Auf der Suche nach dem richtigen Konzept

Immer wieder schwankte der Veranstalter, die Messe Hannover, ob sie eine Messe auch oder alleine für engagierte und interessierte Endkunden machen sollte. Ein Experiment blieb die "CeBIT Home". Sie wurde eingestellt, weil die auf Verkaufen eingestellten Firmenvertreter von jugendlichen Fachbesuchern auf einmal zu knackigen technischen Detailthemen der ausgestellten Produkte befragt wurden, was beiderseits für Enttäuschung sorgte.

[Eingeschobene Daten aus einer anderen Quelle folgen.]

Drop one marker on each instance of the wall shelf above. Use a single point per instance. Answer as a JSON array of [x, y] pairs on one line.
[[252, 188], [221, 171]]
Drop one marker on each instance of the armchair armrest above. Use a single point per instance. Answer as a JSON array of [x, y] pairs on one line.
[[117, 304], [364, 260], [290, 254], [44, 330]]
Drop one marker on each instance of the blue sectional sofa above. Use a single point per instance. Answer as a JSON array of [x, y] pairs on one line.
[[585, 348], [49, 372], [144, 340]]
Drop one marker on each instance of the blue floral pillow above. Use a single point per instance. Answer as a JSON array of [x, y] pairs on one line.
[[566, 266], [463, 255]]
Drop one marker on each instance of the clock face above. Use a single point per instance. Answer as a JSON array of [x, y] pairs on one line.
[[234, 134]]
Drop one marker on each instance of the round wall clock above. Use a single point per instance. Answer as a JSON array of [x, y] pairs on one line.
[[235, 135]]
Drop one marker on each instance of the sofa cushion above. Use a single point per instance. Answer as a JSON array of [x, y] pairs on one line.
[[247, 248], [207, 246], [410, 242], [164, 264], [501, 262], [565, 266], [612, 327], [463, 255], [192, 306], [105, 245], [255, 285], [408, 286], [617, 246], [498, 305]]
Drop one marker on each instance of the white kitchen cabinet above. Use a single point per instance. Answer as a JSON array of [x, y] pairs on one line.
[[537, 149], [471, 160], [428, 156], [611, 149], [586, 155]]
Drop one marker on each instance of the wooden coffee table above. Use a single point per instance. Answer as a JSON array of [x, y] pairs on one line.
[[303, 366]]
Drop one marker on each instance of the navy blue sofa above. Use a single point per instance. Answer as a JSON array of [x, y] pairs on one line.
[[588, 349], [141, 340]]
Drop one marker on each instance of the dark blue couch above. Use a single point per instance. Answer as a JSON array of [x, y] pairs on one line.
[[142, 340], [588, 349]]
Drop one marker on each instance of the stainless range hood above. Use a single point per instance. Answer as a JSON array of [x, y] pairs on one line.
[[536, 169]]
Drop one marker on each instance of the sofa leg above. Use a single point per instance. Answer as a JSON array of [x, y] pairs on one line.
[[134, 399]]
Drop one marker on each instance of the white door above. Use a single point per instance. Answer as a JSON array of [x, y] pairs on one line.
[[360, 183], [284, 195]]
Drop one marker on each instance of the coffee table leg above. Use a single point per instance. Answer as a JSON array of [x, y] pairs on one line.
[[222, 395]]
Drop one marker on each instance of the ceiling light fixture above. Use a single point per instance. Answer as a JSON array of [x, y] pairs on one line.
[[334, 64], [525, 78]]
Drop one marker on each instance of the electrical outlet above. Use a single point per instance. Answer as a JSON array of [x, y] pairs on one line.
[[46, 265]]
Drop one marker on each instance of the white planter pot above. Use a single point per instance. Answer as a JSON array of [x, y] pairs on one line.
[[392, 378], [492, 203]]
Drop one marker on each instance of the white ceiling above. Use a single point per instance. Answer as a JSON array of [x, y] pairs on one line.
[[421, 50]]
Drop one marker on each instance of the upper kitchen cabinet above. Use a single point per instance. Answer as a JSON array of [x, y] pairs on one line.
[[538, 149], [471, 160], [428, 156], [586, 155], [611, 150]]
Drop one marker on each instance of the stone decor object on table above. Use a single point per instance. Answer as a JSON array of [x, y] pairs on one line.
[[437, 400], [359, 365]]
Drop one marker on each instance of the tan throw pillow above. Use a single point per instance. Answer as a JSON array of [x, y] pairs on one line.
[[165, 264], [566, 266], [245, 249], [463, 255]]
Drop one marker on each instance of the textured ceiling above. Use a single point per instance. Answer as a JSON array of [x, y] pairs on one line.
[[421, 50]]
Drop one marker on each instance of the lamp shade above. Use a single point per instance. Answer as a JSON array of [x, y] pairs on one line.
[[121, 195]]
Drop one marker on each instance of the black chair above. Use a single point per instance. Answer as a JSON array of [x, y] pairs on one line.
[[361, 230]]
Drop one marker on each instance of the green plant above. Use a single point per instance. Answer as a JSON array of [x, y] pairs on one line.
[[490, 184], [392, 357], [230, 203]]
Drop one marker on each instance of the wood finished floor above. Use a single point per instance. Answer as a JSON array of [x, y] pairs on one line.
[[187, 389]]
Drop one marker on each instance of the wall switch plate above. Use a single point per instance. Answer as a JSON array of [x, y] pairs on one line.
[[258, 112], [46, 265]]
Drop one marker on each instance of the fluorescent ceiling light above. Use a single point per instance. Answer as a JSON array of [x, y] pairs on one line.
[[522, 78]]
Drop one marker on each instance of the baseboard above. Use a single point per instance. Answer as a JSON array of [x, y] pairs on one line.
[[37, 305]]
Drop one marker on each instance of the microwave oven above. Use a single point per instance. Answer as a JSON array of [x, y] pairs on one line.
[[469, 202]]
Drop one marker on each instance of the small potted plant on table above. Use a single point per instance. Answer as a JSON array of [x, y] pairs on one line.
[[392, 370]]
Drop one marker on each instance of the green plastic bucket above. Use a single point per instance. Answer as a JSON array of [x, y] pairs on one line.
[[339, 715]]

Man versuchte, durch gezieltes "Verschenken" von Tickets auch private, gut vernetzte Multiplikator-Kunden nach Hannover zu holen. Dann überlegten sich die Ausrichter wieder, ob sie sich über sehr hohe Eintrittspreise nicht doch rein auf Business-to-Business-Kunden (B2B) konzentrieren ("fokussieren") wollten. Immer mehr Aussteller fanden mit der Zeit, dass die Messe immer uninteressanter werde und blieben fern.

Im letzten Jahr tauchten sogar Gerüchte auf, dass die Deutsche Telekom nicht mehr kommen wolle, einzig ein Anruf von Kanzlerin Merkel habe den Bonner Konzern noch umgestimmt.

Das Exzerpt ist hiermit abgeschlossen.